Mad Men – Good Work: My Anti-Drug
The 60’s were quite the time to experiment. Peggy and the SCDP team certainly tried a few new things in the latest episode. Perhaps Peggy’s most questionable decision (at least the one we’re going to talk about) is her reaction to the Heinz client who did not approve the “Home is where the Heinz is” campaign. Peggy is used to having Don convince the client that the work is good. Don’s off in another realm and not paying attention to anything going on at the office.
The Heinz rep says that Peggy & Co. write down what he asks for, but they can’t give him what he wants. Peggy lashes out, saying that he knows the work is good, “young and beautiful,” and that he just likes fighting. She is immediately removed from the account and goes on a midday movie-marijuana-extracurricular bender.

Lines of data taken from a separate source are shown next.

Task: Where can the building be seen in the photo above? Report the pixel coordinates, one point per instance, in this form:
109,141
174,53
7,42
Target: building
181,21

It’s very important to stand behind your work and push back when you believe in your ideas. There is a thin line though between pushing back against your client and being aggressive towards your client. As we have said in previous posts, every client relationship is different, which means an appropriate tone for one client may not work for someone else. But insulting or belittling your client is never appropriate; doing so could rupture the business relationship and cost you your job.
People stand behind their work because they’re invested in it; they’ve put time, blood, sweat and tears into creating something that they are proud of. But one needs to see the project with clear eyes, which is where the concept of a healthy work/life balance comes into play. Spending too much time at one or the other will sacrifice the quality of the neglected part.
Having enough time for both work and leisure is vital to a healthy lifestyle. That doesn’t mean you can take off whenever you want, even if Don Draper thinks so. Think of it as a symbiotic relationship—we tend to do our best work when our personal lives are fulfilling, and we are happier outside the office when things go well on the inside. It’s obvious the folks at SCDP have their work/life priorities out of whack. Peggy’s boyfriend reminds her, “I’m your boyfriend, not your focus group!”
While there are plenty of ways to de-stress from work, I recommend doing none of the things that Peggy, Don, or Roger did in the latest episode. Not that I speak from experience, but their actions seemed to cause more stress than release it. And given that stress usually kills the creative exchange of ideas, it’s a bad omen that so much of it is flying around SDCP.